Human-Potential-Index (HPI): Messung des Human-Capital-Managements

Der Erfolg bei Personalauswahl und Personalführung wird immer mehr zum Kriterium erfolgreicher Unternehmen. Deshalb wird vom Bundesministerium für Arbeit und Soziales die Schaffung eines Messinstrumentes unterstütz, der die Kompetenzen und Erfolge der Unternehmen in diesen Bereich konkret nachvollziehbar machen soll: der Human-Potential-Index (HPI).

Der HPI liefert eine Berechnungs-Methode zur Verbesserung der Personalprozesse einschließlich der Personalberatung. Insgesamt werden zwölf Kernaufgaben bestimmt und hierzu die Merkmalsausprägungen festgelegt. Gute bzw. hohe Merkmalsausprägungen bei den einzelnen Kernaufgaben werden quantitativ bestimmt und können damit zwischen verschiedenen Unternehmen eine Vergleichsbasis liefern. Human-Capital-Management ist das Ziel dieser Arbeit, durch Verbesserung der Personalpolitik soll der Wert des Unternehmens gesteigert werden.

Folgende Kriterien werden unter anderen beim HPI berücksichtigt: Personalplanung und Personalauswahl, Personalentwicklung (z.B. innerbetriebliche Weiterbildung), Change Management als aktive Maßnahme der Einforderung von Veränderungspotentialen, Förderung der Work-
Life Balance (Ausgleich zwischen Arbeitsanforderungen und Lebensplanung), Gesundheitsförderung, Chancengleichheit und Diversity (Unterstützung unterschiedlicher Lebensentwürfe der Mitarbeiter).

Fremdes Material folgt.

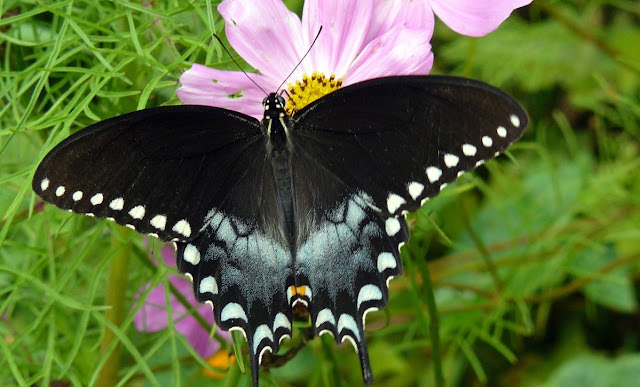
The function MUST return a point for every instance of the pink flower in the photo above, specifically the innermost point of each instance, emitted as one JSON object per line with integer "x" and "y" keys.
{"x": 273, "y": 39}
{"x": 467, "y": 17}
{"x": 153, "y": 316}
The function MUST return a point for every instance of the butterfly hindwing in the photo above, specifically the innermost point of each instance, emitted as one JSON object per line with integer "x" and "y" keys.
{"x": 416, "y": 135}
{"x": 345, "y": 254}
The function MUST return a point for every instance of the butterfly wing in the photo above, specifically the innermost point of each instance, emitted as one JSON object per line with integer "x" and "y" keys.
{"x": 157, "y": 170}
{"x": 366, "y": 154}
{"x": 344, "y": 256}
{"x": 400, "y": 139}
{"x": 198, "y": 176}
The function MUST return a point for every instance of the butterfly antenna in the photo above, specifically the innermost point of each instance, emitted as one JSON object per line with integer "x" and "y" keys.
{"x": 237, "y": 64}
{"x": 304, "y": 56}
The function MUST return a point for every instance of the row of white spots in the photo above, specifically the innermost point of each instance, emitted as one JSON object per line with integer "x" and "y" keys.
{"x": 369, "y": 293}
{"x": 209, "y": 285}
{"x": 451, "y": 160}
{"x": 159, "y": 221}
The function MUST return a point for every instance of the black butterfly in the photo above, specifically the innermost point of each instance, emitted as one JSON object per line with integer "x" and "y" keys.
{"x": 306, "y": 208}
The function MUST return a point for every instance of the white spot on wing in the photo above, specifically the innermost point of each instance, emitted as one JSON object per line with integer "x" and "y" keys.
{"x": 137, "y": 212}
{"x": 392, "y": 226}
{"x": 502, "y": 132}
{"x": 451, "y": 160}
{"x": 265, "y": 349}
{"x": 117, "y": 204}
{"x": 415, "y": 189}
{"x": 159, "y": 222}
{"x": 433, "y": 174}
{"x": 209, "y": 285}
{"x": 325, "y": 315}
{"x": 515, "y": 120}
{"x": 191, "y": 254}
{"x": 233, "y": 311}
{"x": 386, "y": 261}
{"x": 394, "y": 202}
{"x": 369, "y": 293}
{"x": 281, "y": 321}
{"x": 97, "y": 199}
{"x": 182, "y": 227}
{"x": 347, "y": 322}
{"x": 469, "y": 150}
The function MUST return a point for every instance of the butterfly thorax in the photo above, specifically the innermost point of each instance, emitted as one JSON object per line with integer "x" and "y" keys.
{"x": 275, "y": 126}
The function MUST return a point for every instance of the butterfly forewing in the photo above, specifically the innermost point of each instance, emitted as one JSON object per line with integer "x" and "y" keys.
{"x": 402, "y": 139}
{"x": 158, "y": 170}
{"x": 343, "y": 254}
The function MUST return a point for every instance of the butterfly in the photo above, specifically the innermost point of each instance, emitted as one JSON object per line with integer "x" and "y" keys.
{"x": 306, "y": 208}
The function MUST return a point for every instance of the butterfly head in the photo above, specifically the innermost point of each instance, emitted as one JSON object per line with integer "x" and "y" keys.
{"x": 273, "y": 107}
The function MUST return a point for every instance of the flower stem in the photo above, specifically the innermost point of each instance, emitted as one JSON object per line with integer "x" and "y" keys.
{"x": 434, "y": 327}
{"x": 115, "y": 297}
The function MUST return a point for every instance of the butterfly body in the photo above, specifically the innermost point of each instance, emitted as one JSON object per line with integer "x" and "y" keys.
{"x": 292, "y": 209}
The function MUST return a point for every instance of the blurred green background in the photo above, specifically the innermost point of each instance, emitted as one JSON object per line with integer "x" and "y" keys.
{"x": 533, "y": 259}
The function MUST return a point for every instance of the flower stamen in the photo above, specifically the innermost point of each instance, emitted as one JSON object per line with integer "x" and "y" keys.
{"x": 309, "y": 89}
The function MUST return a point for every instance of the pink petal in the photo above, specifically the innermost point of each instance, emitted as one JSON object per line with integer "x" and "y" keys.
{"x": 152, "y": 317}
{"x": 265, "y": 33}
{"x": 231, "y": 90}
{"x": 198, "y": 337}
{"x": 168, "y": 255}
{"x": 400, "y": 13}
{"x": 344, "y": 28}
{"x": 475, "y": 17}
{"x": 401, "y": 51}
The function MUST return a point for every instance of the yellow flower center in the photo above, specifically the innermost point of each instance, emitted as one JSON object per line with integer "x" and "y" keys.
{"x": 220, "y": 360}
{"x": 309, "y": 89}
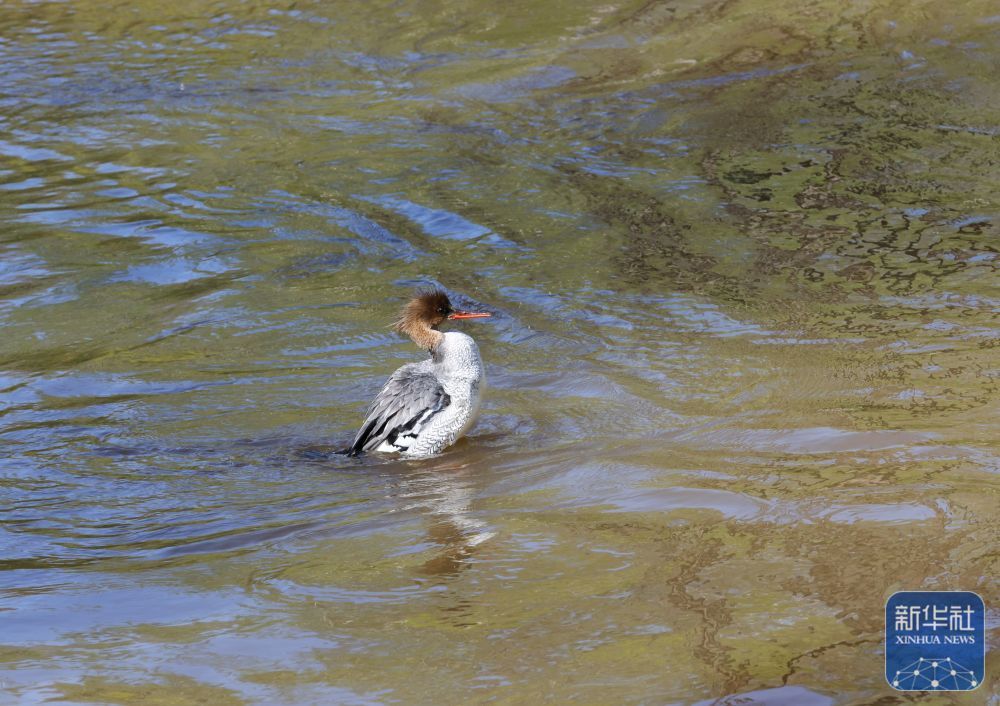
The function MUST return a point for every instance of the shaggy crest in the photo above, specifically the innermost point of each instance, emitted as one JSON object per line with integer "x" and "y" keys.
{"x": 421, "y": 317}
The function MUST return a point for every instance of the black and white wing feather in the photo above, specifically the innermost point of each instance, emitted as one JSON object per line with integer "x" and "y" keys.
{"x": 407, "y": 402}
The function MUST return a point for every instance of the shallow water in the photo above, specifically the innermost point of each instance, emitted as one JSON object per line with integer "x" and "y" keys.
{"x": 744, "y": 369}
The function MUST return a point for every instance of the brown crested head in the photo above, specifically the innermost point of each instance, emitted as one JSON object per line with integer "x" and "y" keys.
{"x": 428, "y": 309}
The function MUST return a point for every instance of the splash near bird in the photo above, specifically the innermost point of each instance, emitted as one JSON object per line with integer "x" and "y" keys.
{"x": 426, "y": 407}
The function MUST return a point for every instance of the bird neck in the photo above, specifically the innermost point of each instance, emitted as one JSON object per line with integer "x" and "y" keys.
{"x": 424, "y": 336}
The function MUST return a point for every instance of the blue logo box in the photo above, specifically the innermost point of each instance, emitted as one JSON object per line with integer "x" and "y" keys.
{"x": 935, "y": 640}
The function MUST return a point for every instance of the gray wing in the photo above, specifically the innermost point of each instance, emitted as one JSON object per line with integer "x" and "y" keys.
{"x": 408, "y": 400}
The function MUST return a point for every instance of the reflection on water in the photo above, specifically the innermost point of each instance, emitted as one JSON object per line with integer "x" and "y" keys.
{"x": 743, "y": 363}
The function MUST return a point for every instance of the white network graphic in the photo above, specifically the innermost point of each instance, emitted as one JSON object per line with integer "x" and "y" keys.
{"x": 930, "y": 674}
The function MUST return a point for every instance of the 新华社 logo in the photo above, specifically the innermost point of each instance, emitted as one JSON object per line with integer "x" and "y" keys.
{"x": 935, "y": 640}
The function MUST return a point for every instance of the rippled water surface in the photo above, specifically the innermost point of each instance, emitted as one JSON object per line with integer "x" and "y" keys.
{"x": 744, "y": 362}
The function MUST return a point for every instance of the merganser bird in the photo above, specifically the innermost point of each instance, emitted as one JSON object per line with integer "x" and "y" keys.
{"x": 425, "y": 407}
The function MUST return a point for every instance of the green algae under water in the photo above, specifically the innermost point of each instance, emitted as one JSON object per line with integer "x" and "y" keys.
{"x": 744, "y": 364}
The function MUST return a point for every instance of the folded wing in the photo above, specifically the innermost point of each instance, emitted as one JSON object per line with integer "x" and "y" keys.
{"x": 407, "y": 402}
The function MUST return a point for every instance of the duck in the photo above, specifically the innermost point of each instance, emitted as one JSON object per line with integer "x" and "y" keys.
{"x": 423, "y": 408}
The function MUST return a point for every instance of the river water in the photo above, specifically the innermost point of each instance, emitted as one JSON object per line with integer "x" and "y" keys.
{"x": 744, "y": 363}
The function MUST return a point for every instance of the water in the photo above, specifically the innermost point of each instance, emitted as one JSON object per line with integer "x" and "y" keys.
{"x": 743, "y": 366}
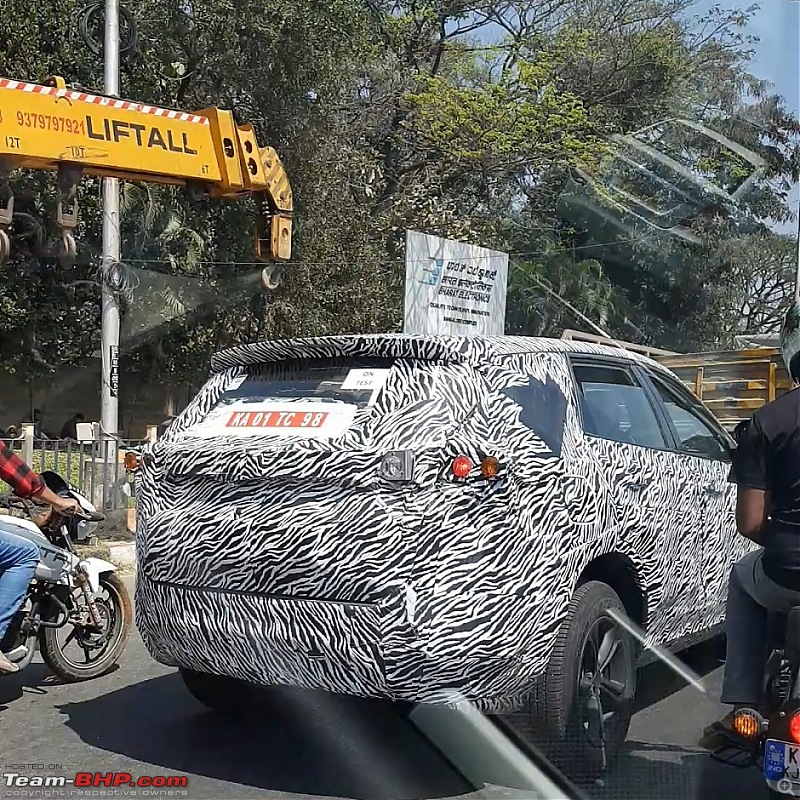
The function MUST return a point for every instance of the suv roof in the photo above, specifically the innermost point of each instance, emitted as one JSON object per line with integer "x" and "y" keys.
{"x": 465, "y": 349}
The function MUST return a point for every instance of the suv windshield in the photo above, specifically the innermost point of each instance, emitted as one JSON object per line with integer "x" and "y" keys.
{"x": 371, "y": 401}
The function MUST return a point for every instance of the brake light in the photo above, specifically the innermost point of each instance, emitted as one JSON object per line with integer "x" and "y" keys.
{"x": 462, "y": 466}
{"x": 794, "y": 727}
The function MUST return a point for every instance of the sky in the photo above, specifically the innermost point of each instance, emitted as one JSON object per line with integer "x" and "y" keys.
{"x": 777, "y": 24}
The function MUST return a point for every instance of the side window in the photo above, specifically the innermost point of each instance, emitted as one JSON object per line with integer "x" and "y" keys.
{"x": 614, "y": 406}
{"x": 695, "y": 435}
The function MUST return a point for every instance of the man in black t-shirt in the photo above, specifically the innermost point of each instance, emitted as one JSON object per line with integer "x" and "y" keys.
{"x": 766, "y": 470}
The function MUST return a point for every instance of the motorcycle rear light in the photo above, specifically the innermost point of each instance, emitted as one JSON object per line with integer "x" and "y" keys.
{"x": 462, "y": 466}
{"x": 794, "y": 727}
{"x": 490, "y": 466}
{"x": 748, "y": 723}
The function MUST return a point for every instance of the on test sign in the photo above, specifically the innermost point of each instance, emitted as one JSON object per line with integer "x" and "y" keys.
{"x": 454, "y": 288}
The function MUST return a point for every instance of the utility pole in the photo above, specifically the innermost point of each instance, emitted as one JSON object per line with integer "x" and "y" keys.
{"x": 109, "y": 331}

Entwickelt wurde der Human-Potential-Index als Ergebnis des Forschungsprojektes zur "Sicherung von Zukunfts- und Wettbewerbsfähigkeit von Unternehmen durch Verbesserung qualitativer humanressourcenorientierter Kriterien". Erste Ergebnisse wurden jetzt durch die Bundesanstalt für Arbeitsschutz und Arbeitsmedizin publiziert: http://pw.wkfra.de/media/personalwirtschaft/Startseite/Vorstellung%20Human%20Potenzial%20Index.pdf

Interessant sind die Zusammenhänge zwischen wirtschaftlichen Erfolg der beispielhaft untersuchten Unternehmen und einzelnen Merkmalsausprägungen bzw. dem Gesamtwert des HPI. Die Wissenschaftler gehen davon aus, dass sowohl von einzelnen Indikatoren wie auch vom Gesamtwert des HPI, Rückschlüsse auf den Erfolg des Unternehmens möglich sind. Human-Capital-Management ist damit als Strategie formulierbar. Human-Capital-Management wird unter folgender Prämisse erreichbar: Wenn ein Unternehmen hinsichtlich einzelner Indikatoren und hinsichtlich des Gesamtwerts des HDI wertsteigernde Maßnahmen ergreift, dann erhöht es damit deutlich seine Chancen zur Verbesserung des wirtschaftlichen Erfolgs.

Umsetzbar ist der HDI über einen Zertifizierungsprozess. Zunächst findet eine Online-Befragung der Mitarbeiter und der Personalverantwortlichen statt. Danach werden vor Ort über Auditing (beobachtende Beratung), die Personalverantwortlichen geschult und weitere Maßnahmen zur Verbesserung des HDI unterstützt. Den Erfolg der Maßnahmen kann nach einer gewissen Zeit dann durch Mitarbeiterbefragung oder Mitarbeiterinterviews geprüft werden.

Der Human-Potential-Index ist also ein interessanter Ansatz, um die Personalpolitik in die Qualitätskontrolle betrieblicher Zertifizierungsmöglichkeiten einzubeziehen. Viele Betriebe lassen sich bereits jetzt nach ISO-Normen zertifizieren und beraten. Der HDI bietet die Möglichkeit nun auch Personalpolitik in zur Zertifizierung und zur Steigerung der Qualitätskontrolle einzusetzen.